[Physics] Form of the Classical EM Lagrangian


So I know that for an electromagnetic field in a vacuum the Lagrangian is $$\mathcal L=-\frac 1 4 F^{\mu\nu} F_{\mu\nu},$$ the standard model tells me this. What I want to know is if there is an elementary argument (based on symmetry perhaps) as to why it has this form. I have done some searching/reading on this, but have only ever found authors jumping straight to the expression and sometimes saying something to the effect that it is the "simplest possible".

Best Answer

The Lagrangian for Electromagnetism follows uniquely from requiring renormalizability and gauge invariance (plus parity time reversal)

U(1) gauge Invariance

if you require your Lagrangian to be locally invariant under symmetry operations of the unitary group U(1) that is under

$$\phi\to e^{i\alpha(x)}\phi$$

all derivatives $\partial_\mu$ have to be replaced by the covariant derivative $D_\mu = \partial_\mu+ieA_\mu$, where, in order to save local invariance the gauge field is introduced. Loosely speaking this is necessary to make fields at different spacetiem points comparable Since two points may have an arbitrary phase difference, due to the fact that we can set $\alpha(x)$ as we wish, something has to compensate this difference, before we can compare fields, which is what differentiation basically does. This is similar to parallel transport in general relativity (the mathematical keyword is connection see wiki: Connection (wiki) The gauge field $A_\mu$ transforms as $A_\mu \to A_\mu - \frac{1}{e}\partial_\mu\alpha(x)$.

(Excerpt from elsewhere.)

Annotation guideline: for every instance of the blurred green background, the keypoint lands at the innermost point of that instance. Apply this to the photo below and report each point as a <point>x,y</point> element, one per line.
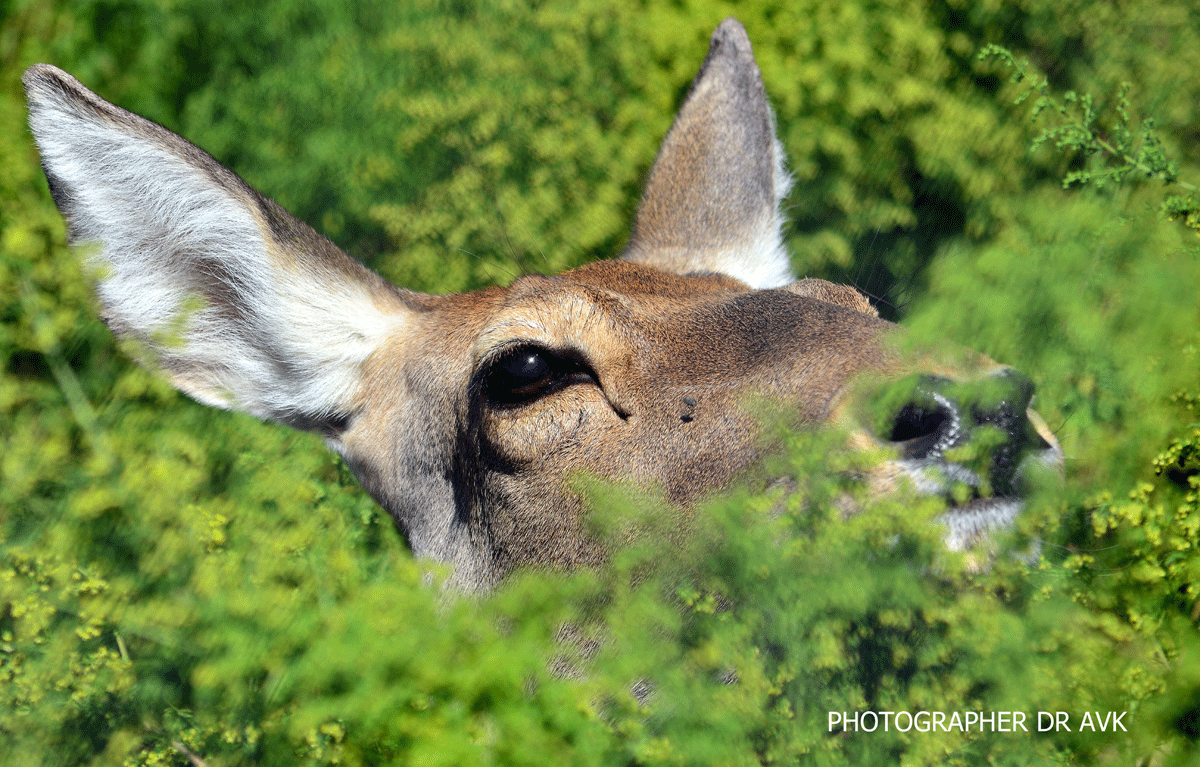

Now the question is what kind of Lagrangians we can build with this requirement. For matter (i.e. non-gauge) fields it's easy to construct gauge invariant quantities by just replacing the derivatives with the covariant derivatives, i.e.

$$\bar{\psi}\partial_\mu\gamma^\mu\psi\to \bar{\psi}D_\mu\gamma^\mu\psi$$,

this will yield kinetic terms for the field (the part with the normal derivative), and interactions terms between matter fields and the gauge field.

Gauge-Field only terms

the remaining question is how to construct terms involving only the gauge field and no matter fields (i.e. the 'source-free' terms your question is about). For this we must construct gauge-invariant germs of $A_\mu$.

Once $\alpha(x)$ is chosen we can imagine starting from a point and walking on a loop back to that same point (this is called a wilson loop (wiki)). This must necessarily be gauge invariant since any phase that we pick up on the way we must also loose on the way back. It turns out, that this is exactly the term $F_{\mu\nu}$, i.e. the field strength. (the calculation is a little longer, see Peskin & Schroeder page 484). Actually this is only true for abelian symmetries such as U(1), for non abelian ones such as SU(3) we will get some interaction terms between the gauge fields which is why light does not interact with itself but gluons do.

Bilinear mass terms such as $A_\mu A^\mu$ are not gauge invariant (in the end this is the need for the Higgs meachanism)


If we wish that our theory is renormalizable, we can only include terms into the lagrangian up to mass dimension 4. Now listing all terms up to mass dimension 4 we arrive at

$$\mathcal{L} = \cdot\bar{\psi}D_\mu\psi - m\bar{\psi}\psi - b\cdot F_{\mu\nu}F^{\mu\nu} + d\cdot \epsilon^{\alpha\beta\gamma\delta}F_{\alpha\beta}F_{\gamma\delta}$$

the last term involves the anti-symmetric tensor $\epsilon^{\alpha\beta\gamma\delta}$ and is therefore not time and parity invariant.

Note that we have not included linear terms here since we will be expanding around a local minimum anyways, so that the linear term will vanish.


if we require U(1) gauge invariance and renormalizability (mass dimension up to 4) and time and parity invariance we only get

$$\mathcal{L} = \cdot\bar{\psi}D_\mu\psi - m\bar{\psi}\psi - b\cdot F_{\mu\nu}F^{\mu\nu}$$

In the source-free case this is

$$\mathcal{L} = - b\cdot F_{\mu\nu}F^{\mu\nu}$$

the overall factor $\frac{1}{4}$ is not important.